Title: HTMLParser fails to handle charref in attribute value
Python 3.2, Python 3.3, Python 2.7
ezio.melotti, fdrake, jhylton
Created on 2005-05-12 02:30 by jhylton, last changed 2022-04-11 14:56 by admin. This issue is now closed.

Author: Jeremy Hylton (jhylton) Date: 2005-05-12 02:30
The HTML spec describes two ways to encode an attribute
value that contains a URI with an ampersand.

>>> from HTMLParser import *
>>> class P(HTMLParser):
...   def handle_starttag(self, tag, attrs):
...     print attrs
>>> P().feed("<tag attr=\"&\">")
[('attr', '&')]
>>> P().feed("<tag attr=\"&\">")
[('attr', '&')]

It seems that each string should produce the same
parsed value.  I would hazard a guess that the easiest
way to make this happen is to extend the current
unescape() to unescape character references.  Is there
any reason not to do that?  I'll provide a fix if that
sounds like a reasonable answer.
Author: Daniel Diniz (ajaksu2) Date: 2009-02-16 01:01
Maybe the charrefs were lost in the SF -> Roundup transition?
Author: Ezio Melotti (ezio.melotti) Date: 2011-11-08 01:11
unescape() already converts named, decimal and hexadecimal entities, so this can be closed.
Author: Roundup Robot (python-dev) Date: 2011-11-14 16:57
New changeset 3c3009f63700 by Ezio Melotti in branch '2.7':
#1745761, #755670, #13357, #12629, #1200313: improve attribute handling in HTMLParser.

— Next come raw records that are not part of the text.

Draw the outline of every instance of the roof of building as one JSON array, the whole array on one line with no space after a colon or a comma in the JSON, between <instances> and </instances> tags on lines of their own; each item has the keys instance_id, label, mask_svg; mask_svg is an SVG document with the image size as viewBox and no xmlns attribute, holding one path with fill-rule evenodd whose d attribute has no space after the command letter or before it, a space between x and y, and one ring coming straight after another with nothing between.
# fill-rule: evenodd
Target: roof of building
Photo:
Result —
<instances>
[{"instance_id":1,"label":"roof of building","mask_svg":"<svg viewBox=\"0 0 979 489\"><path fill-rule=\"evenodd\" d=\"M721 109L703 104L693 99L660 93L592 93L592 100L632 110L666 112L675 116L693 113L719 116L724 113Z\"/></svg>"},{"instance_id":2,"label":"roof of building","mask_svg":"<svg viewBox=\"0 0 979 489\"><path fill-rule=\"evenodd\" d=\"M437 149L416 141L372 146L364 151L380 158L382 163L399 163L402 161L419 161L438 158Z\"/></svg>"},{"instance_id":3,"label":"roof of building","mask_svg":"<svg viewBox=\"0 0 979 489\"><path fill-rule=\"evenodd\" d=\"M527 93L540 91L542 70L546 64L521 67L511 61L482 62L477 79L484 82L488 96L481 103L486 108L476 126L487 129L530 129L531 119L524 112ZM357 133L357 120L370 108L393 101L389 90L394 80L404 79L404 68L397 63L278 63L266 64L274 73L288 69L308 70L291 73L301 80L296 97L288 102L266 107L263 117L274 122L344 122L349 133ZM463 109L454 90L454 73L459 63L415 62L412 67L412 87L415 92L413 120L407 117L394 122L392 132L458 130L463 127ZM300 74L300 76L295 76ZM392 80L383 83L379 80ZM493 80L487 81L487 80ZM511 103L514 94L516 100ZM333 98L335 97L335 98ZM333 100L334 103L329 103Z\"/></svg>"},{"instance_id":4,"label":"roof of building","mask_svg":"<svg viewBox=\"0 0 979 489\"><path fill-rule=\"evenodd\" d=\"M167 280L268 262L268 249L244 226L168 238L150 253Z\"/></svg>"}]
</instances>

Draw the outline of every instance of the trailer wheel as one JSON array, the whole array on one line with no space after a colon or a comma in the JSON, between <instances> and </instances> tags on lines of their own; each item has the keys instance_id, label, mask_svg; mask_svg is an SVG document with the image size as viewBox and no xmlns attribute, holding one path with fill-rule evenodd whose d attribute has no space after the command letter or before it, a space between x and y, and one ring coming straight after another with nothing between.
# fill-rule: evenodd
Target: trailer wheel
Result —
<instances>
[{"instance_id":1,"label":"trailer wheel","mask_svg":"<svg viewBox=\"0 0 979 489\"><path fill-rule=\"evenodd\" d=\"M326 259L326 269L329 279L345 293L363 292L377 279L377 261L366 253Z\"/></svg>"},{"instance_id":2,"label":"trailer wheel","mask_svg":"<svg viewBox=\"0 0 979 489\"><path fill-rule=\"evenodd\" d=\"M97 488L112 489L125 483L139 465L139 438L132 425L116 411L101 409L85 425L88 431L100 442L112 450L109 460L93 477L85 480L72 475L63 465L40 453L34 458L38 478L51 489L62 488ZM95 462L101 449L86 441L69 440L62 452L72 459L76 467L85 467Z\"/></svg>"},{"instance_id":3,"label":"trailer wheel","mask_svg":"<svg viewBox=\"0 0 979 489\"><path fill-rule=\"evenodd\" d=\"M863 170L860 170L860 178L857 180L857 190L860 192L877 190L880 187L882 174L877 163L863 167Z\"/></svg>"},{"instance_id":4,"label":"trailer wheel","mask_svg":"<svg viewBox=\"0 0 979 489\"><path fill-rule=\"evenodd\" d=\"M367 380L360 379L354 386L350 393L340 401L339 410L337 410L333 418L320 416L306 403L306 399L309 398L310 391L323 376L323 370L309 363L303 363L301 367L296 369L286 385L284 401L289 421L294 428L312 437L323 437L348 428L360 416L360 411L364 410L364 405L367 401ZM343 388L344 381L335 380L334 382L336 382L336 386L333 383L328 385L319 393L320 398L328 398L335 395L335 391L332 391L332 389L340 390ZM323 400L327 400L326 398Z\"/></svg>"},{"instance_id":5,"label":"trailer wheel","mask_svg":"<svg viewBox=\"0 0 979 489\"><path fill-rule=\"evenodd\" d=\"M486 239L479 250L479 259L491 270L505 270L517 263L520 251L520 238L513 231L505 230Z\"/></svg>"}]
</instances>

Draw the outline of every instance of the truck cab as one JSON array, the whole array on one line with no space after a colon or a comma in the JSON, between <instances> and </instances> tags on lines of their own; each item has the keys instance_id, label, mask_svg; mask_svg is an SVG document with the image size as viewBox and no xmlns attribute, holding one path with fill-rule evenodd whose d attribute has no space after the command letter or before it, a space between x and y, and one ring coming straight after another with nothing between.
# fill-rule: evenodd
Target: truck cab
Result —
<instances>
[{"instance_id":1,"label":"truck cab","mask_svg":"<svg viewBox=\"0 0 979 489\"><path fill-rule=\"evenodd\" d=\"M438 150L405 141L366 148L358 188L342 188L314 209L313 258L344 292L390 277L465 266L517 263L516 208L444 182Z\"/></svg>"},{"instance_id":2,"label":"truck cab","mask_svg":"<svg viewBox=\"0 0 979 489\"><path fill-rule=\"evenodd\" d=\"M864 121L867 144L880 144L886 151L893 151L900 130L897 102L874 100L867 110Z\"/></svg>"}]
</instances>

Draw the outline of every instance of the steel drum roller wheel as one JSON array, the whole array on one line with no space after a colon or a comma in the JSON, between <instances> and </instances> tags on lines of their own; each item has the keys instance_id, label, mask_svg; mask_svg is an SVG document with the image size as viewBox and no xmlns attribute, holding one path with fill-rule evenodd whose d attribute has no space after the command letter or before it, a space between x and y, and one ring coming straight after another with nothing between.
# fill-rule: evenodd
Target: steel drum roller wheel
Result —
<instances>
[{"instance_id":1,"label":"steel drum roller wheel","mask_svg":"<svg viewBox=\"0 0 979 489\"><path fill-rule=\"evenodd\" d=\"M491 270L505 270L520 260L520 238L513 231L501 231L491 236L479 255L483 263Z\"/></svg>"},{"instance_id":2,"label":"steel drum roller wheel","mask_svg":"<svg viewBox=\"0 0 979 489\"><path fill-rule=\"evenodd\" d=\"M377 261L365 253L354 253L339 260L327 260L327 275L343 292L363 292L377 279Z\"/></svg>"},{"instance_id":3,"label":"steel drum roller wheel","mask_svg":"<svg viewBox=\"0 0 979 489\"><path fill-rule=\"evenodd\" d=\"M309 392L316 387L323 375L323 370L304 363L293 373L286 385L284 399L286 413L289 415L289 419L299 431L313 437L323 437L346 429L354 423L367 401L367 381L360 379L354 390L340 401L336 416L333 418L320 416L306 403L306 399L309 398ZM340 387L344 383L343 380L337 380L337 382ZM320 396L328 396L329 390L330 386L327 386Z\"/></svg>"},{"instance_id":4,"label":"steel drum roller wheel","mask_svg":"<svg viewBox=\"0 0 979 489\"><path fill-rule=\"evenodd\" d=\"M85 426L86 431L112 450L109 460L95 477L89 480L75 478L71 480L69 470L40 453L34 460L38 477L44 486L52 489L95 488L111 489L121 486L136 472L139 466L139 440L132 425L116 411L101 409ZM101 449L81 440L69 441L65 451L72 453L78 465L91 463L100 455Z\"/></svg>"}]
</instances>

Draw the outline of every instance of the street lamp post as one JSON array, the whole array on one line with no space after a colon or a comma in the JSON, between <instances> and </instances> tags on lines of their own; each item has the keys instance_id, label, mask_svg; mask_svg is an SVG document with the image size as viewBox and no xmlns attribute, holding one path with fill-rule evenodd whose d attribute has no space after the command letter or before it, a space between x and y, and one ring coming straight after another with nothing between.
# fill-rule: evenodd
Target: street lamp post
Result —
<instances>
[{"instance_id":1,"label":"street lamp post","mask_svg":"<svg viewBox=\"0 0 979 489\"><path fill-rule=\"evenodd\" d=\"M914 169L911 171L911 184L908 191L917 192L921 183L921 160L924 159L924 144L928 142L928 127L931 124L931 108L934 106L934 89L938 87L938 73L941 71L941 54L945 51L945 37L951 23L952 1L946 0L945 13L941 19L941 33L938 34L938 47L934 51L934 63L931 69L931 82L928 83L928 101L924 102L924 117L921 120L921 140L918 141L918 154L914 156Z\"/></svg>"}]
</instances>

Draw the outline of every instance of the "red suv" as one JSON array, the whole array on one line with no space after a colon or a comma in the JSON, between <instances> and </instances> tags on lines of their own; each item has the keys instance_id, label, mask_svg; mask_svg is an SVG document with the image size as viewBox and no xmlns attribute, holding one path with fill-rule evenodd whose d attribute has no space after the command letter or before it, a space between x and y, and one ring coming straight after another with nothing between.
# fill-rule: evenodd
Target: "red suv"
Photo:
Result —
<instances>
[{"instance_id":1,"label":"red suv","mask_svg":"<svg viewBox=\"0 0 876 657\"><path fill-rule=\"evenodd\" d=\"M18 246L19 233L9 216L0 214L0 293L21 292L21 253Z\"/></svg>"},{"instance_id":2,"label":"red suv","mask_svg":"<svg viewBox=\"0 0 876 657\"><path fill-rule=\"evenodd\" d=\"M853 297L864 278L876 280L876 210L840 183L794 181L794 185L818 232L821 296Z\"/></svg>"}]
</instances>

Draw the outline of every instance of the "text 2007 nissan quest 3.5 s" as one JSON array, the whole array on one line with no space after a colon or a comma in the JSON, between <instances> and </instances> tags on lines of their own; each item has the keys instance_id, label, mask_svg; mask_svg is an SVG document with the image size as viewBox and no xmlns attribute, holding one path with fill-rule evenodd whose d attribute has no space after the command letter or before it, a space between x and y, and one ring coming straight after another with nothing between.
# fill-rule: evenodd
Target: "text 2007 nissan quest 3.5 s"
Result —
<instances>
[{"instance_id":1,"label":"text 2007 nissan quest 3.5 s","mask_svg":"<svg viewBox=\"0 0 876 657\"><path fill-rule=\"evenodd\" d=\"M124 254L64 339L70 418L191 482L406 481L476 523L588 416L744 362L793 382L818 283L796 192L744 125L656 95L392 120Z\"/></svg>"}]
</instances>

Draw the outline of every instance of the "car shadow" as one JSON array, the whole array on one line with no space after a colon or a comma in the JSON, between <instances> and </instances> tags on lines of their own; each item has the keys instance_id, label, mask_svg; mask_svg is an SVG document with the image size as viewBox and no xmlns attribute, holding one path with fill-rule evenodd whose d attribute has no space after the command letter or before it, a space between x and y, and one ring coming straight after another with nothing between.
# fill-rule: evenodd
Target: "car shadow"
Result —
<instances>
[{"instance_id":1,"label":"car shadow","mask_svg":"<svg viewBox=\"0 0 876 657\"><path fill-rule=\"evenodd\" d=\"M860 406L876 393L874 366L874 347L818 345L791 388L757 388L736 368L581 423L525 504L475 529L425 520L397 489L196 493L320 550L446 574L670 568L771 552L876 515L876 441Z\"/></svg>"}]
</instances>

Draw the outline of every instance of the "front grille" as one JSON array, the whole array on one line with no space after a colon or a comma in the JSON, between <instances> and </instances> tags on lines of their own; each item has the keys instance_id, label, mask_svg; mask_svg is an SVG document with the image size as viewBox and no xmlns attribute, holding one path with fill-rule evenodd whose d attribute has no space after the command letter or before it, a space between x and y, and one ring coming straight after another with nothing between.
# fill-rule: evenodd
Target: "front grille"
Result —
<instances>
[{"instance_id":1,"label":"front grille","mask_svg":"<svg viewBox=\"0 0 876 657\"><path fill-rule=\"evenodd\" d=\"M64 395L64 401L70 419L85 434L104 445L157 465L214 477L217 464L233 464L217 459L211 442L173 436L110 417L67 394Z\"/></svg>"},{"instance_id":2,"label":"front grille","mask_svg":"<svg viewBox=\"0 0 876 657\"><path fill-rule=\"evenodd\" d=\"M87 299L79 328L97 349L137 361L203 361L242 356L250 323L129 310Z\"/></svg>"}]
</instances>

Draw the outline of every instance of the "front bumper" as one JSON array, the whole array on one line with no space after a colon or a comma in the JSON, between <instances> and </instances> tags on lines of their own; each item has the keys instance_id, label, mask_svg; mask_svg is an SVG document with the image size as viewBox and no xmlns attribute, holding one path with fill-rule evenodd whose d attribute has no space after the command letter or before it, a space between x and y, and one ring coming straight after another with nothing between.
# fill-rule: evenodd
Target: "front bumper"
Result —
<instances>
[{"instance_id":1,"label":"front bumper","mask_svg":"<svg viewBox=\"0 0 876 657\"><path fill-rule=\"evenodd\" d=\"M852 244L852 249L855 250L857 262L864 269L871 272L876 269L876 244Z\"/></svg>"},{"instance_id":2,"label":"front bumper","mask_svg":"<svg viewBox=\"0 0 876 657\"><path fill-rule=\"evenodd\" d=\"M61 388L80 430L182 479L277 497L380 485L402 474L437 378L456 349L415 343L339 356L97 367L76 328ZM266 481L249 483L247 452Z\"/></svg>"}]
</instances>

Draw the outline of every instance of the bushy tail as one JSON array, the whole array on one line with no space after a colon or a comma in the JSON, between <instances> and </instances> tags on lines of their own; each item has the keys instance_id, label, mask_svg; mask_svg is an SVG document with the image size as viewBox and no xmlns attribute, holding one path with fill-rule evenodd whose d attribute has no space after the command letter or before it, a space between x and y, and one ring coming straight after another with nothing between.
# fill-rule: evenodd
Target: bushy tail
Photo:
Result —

New changeset 16ed15ff0d7c by Ezio Melotti in branch '3.2':
#1745761, #755670, #13357, #12629, #1200313: improve attribute handling in HTMLParser.

New changeset 426f7a2b1826 by Ezio Melotti in branch 'default':
#1745761, #755670, #13357, #12629, #1200313: merge with 3.2.
Author: Ezio Melotti (ezio.melotti) Date: 2011-11-14 17:16
There was actually a bug with entities in unquoted attribute values. I fixed it and added tests for all the cases (quoted and unquoted).